By Sahib Arora
This is a Python concept which uses a concept machine learning, called Logistic Regression, this code predicts a certain customers credit rating, 0 being bad and 1 being good.
The following code predicts the credit rating of a customer. In the code first the data set is read into the jupyter notebbok afterwhich the iloc statement is used to remove the predicted coloumn, we will build and train our model and later compare whether the predicted output and the actual output are same or not, then we split the data to training(70% of data) and testing data(30% of data) .

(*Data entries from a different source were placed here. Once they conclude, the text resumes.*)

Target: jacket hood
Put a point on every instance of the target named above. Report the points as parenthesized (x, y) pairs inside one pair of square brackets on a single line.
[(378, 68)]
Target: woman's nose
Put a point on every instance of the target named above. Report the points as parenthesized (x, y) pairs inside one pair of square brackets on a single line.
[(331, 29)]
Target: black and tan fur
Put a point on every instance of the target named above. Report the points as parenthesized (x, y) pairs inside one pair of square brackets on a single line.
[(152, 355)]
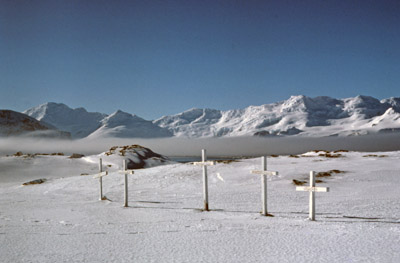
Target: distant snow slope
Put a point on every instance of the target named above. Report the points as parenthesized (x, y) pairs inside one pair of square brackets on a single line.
[(78, 122), (63, 220), (124, 125), (14, 123), (298, 115), (320, 116), (137, 157)]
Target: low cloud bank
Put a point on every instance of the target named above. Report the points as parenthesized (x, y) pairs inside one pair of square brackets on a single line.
[(239, 146)]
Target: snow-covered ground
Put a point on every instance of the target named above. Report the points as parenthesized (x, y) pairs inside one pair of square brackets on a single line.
[(62, 220)]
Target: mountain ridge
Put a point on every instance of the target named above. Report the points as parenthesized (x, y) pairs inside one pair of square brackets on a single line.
[(299, 115)]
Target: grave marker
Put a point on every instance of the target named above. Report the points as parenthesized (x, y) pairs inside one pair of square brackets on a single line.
[(126, 171), (100, 175), (204, 163), (312, 189), (263, 172)]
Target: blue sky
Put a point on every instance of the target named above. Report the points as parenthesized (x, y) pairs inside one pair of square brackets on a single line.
[(155, 58)]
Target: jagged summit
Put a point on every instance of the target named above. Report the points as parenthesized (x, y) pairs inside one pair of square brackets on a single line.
[(16, 124), (298, 115), (319, 116), (125, 125), (78, 122)]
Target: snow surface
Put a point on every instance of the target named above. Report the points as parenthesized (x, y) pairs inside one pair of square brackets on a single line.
[(62, 220)]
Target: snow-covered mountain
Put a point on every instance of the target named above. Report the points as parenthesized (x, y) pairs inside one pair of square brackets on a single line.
[(320, 116), (125, 125), (78, 122), (298, 115), (16, 124)]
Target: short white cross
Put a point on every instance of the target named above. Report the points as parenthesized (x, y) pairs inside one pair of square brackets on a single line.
[(263, 174), (204, 163), (312, 189), (126, 171), (100, 175)]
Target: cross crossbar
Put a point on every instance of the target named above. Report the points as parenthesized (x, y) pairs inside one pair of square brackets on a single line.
[(126, 171), (265, 172), (101, 174), (312, 189), (204, 163)]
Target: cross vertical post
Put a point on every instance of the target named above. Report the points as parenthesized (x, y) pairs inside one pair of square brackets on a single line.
[(124, 167), (205, 179), (264, 172), (204, 163), (101, 178), (125, 171), (264, 185), (311, 214), (312, 189)]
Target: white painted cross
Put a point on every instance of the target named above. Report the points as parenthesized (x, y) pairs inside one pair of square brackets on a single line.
[(100, 176), (125, 171), (204, 163), (263, 172), (312, 189)]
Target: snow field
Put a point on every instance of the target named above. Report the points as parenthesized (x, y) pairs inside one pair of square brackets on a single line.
[(62, 220)]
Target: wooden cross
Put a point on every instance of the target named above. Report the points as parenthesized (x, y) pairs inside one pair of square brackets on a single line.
[(312, 189), (100, 176), (204, 163), (125, 171), (263, 172)]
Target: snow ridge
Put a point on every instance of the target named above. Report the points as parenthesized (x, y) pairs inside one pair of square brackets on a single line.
[(78, 122), (299, 116)]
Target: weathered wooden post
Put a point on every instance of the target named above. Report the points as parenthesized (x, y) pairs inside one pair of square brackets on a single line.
[(100, 176), (125, 171), (312, 189), (264, 174), (204, 163)]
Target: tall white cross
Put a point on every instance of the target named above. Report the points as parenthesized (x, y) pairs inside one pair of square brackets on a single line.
[(204, 163), (125, 171), (312, 189), (263, 172), (100, 176)]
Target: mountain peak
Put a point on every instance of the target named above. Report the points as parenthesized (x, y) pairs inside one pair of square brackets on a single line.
[(78, 122)]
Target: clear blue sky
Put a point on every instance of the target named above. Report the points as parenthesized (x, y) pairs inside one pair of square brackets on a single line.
[(155, 58)]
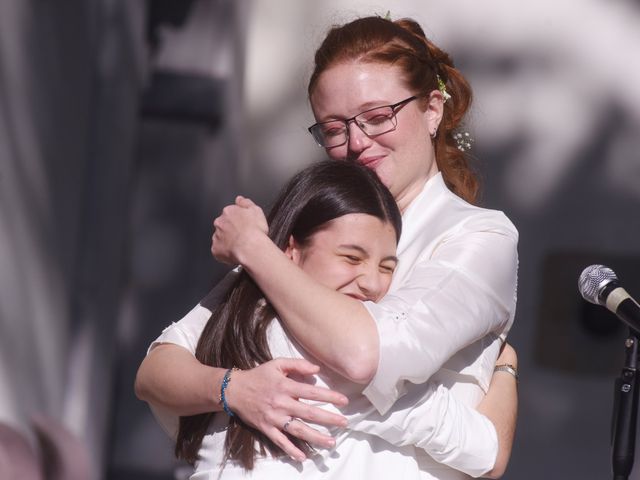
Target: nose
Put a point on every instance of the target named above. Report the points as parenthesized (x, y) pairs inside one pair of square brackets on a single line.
[(358, 140), (371, 282)]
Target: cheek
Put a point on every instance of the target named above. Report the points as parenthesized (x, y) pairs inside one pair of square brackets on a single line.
[(337, 153)]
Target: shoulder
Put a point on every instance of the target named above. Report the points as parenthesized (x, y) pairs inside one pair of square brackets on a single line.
[(475, 218)]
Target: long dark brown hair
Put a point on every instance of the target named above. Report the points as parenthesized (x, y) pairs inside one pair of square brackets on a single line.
[(403, 43), (235, 335)]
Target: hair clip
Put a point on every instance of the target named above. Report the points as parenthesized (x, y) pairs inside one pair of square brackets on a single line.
[(443, 88), (463, 141)]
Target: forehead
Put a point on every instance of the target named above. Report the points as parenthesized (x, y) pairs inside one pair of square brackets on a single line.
[(346, 89), (359, 229)]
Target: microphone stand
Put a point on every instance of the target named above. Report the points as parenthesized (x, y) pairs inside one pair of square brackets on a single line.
[(625, 411)]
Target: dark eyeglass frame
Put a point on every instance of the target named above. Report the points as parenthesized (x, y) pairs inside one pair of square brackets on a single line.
[(394, 109)]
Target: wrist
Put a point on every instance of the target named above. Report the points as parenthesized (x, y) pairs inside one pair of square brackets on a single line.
[(224, 385), (508, 369), (254, 242)]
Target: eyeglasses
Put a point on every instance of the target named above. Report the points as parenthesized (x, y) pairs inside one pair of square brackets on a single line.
[(373, 122)]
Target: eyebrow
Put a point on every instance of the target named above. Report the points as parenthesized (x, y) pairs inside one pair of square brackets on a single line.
[(363, 108), (364, 252)]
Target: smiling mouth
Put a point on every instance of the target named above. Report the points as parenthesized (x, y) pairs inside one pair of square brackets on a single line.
[(370, 162)]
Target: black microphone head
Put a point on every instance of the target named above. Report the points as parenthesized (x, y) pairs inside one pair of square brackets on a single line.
[(593, 280)]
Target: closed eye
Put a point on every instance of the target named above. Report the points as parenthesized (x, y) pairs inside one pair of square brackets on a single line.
[(352, 259), (388, 269)]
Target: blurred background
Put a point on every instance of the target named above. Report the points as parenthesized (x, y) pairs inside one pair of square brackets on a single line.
[(126, 126)]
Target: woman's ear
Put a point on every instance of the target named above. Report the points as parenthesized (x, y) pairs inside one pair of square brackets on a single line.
[(434, 111), (293, 250)]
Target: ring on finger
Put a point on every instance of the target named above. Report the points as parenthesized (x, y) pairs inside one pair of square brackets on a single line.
[(286, 424)]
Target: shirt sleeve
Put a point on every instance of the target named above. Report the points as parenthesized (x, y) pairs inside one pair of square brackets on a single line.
[(451, 432), (464, 291)]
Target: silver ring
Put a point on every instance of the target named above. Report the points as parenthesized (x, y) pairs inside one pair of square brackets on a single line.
[(286, 424)]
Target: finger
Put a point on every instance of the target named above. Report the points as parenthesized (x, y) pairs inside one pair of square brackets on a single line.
[(317, 415), (281, 440), (319, 394), (301, 430), (244, 202)]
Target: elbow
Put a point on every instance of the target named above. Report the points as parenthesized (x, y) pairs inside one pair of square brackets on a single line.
[(496, 472), (500, 466), (361, 365), (140, 386)]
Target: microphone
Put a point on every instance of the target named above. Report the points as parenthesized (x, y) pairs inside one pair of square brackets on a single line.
[(599, 285)]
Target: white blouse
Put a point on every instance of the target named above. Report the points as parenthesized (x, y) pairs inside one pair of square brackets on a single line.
[(452, 299), (440, 302)]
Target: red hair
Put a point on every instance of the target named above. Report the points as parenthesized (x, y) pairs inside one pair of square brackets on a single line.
[(403, 43)]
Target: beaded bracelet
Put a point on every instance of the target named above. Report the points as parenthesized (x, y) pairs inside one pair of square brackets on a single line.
[(507, 367), (225, 383)]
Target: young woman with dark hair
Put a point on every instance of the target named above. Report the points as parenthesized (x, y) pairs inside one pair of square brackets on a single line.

After splitting the data set we add a coloumn of ones (required for regression) then we find the siginificant variables. This data set has 16 rows meaning 16 features of variable X (eg. age, marital status, credit history, etc) not all the 16 variables are required to make the prediction therefore we remove the non significant variables, for this we print the summary of all the variables and remove the ones with p_value greater than 0.5. After we know the significant variables we apply logistic regression to only these variables. In logistic Regression the training data is plotted on a sigmoid function output of which is a decimal between 0 and 1. The prediction is yes (binary 1) if the value is above 0.5 else its a no(binary 0).
After applying the model to the test set we plot a heatmap using seaborn library to compare our predictions with actual value.It can be seen from the map that we have approximately 80% accuracy.